What is known, however, is that a patent is the right to exclude others. In order to exclude others, the patent owner must enforce their rights through litigation. As a result, one way to value patents is to look at how successful patent owners have been in enforcing their rights in litigation before and after the changes to US patent law.

In a 2018 petition for cert before the US Supreme Court in Advanced Audio Devices, LLC V. HTC Corporation, for example, the Petitioner reviewed 3,969 validity decisions made by district courts before the AIA. The Petitioner then compared this data to 2,213 validity decisions made by the PTAB of the USPTO under the AIA.

The Petitioner found that before the AIA district courts invalidated claims in 24.3% of the validity decisions. They found that after the AIA the USPTO’s PTAB invalidated claims in 80.7% of the validity decisions.

Data like this cannot render an absolute per patent value. It can, however, provide an estimate on the change in value of the average patent due to the changes in US patent law.

The data provided by the Petitioner in Advanced Audio Devices, provides invalidation probabilities. Based on such probabilities, it is well-known that an expected value can be calculated. For example, a simple expected value of a patent being found valid, E(x), can be expressed as E(x) = P(valid)*(damages/settlement-cost) + P(invalid)*(-cost).

From Advanced Audio Devices, P(valid) and P(invalid) are known both before and after the AIA. To simplify the expected value calculations, it can be assumed that the damages/settlement value (D) and the cost value (C) of patents were constant before and after the AIA.

Using the invalidity percentages found in Advanced Audio Devices, before the AIA, the expected value of a patent based on validity outcome was E(x) = 0.757(D-C) + 0.243(-C). After the AIA, the expected value of a patent based on validity outcome was E(x) = 0.2(D-C) + 0.8(-C).

Now, not all patents have a high damages/settlement value, so it is instructive to calculate expected values for both low-value patents ($1 million) and high-value patents ($10 million), for example.

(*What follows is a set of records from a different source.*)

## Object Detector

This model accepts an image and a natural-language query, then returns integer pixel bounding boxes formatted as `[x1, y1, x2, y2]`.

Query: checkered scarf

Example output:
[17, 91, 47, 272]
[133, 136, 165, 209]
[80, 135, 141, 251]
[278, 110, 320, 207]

Assuming D is $1 million and C is $150,000, before the AIA E(x) = 0.757($800,000) + 0.243(-$150,000) = $605,600 - $36,450 = $569,150. After the AIA, E(x) = 0.2($800,000) + 0.8(-$150, 000) = $160,000 - $120,000 = $40,000. The decrease in value for a low-value patent is, therefore, $529,150/$569,150 = 93%. In other words, for small patent damages or settlement on the order of about $1 million, the decrease in patent value caused by the AIA is 93%.

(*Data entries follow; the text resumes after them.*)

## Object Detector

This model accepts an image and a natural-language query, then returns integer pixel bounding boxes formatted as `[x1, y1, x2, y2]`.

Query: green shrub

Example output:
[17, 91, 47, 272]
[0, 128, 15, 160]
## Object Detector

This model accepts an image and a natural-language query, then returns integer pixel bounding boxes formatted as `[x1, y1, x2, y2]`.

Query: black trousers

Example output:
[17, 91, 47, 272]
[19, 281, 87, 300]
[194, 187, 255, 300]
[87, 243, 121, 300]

Assuming D is $10 million and C is $150,000, before the AIA E(x) = 0.757($9,800,000) + 0.243(-$150,000) = $7,418,660 - $36,450 = $7,382,210. After the AIA, E(x) = 0.2($9,800,000) + 0.8(-$150,000) = $1,960,000 - $120,000 = $1,840,000. The decrease in value for a high-value patent is, therefore, $5,542,210/$7,382,210 = 75%. So, for high patent damages or settlement on the order of $10 million the decrease in patent value caused by the AIA is 75%. Note that these calculations are based solely on validity. Note also that infringement is an important aspect of assessing a patent’s value. However, the issues regarding infringement did not change under the AIA.

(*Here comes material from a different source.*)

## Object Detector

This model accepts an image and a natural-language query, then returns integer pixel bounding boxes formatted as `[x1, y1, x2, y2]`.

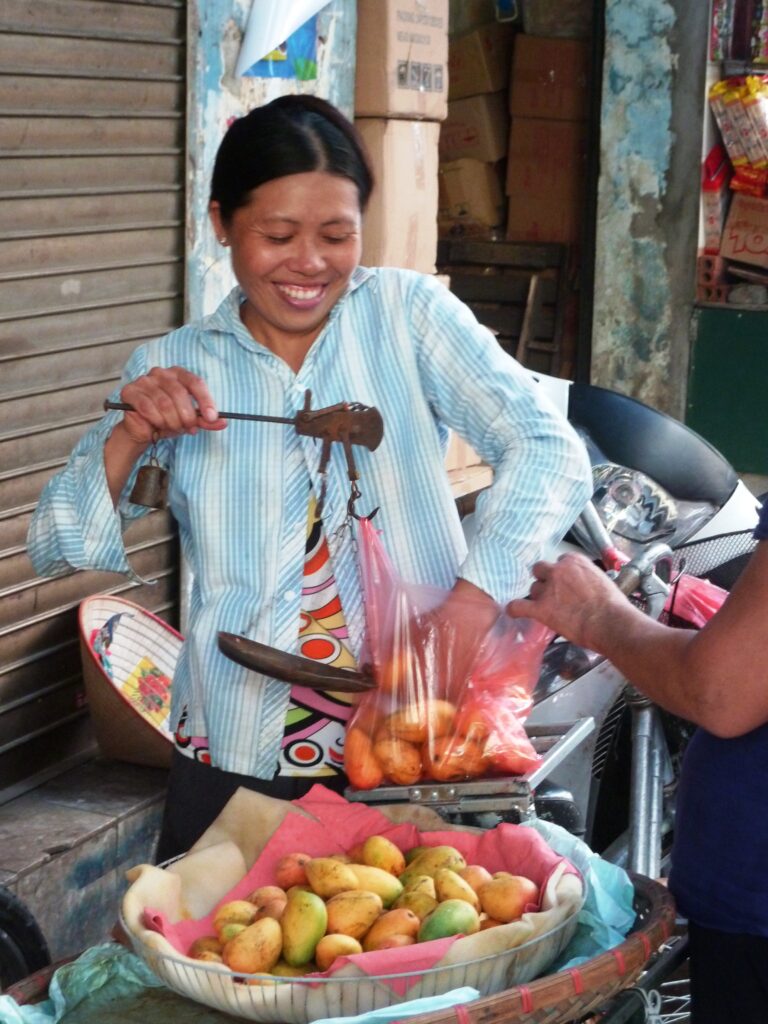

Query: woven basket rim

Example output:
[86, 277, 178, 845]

In summary, just by using a simple expected value calculation it can be seen that the changes to US patent law since 2012 have caused patents to lose 75-93% of their value, depending on the size of the expected damages or settlement. Since most patents cannot expect high damages or settlement, the loss in value for most patents is closer to 93% or more.

Based on this objective valuation, inventions protected by patents have clearly lost legal protection in the US. In fact, they have lost the majority of their legal protection. This, of course, places in doubt the assumption that a large portion of the IP in the US is being stolen. How can it be stolen if the laws to protect it have been weakened to this extent? Is China really stealing US IP or is the US giving it away?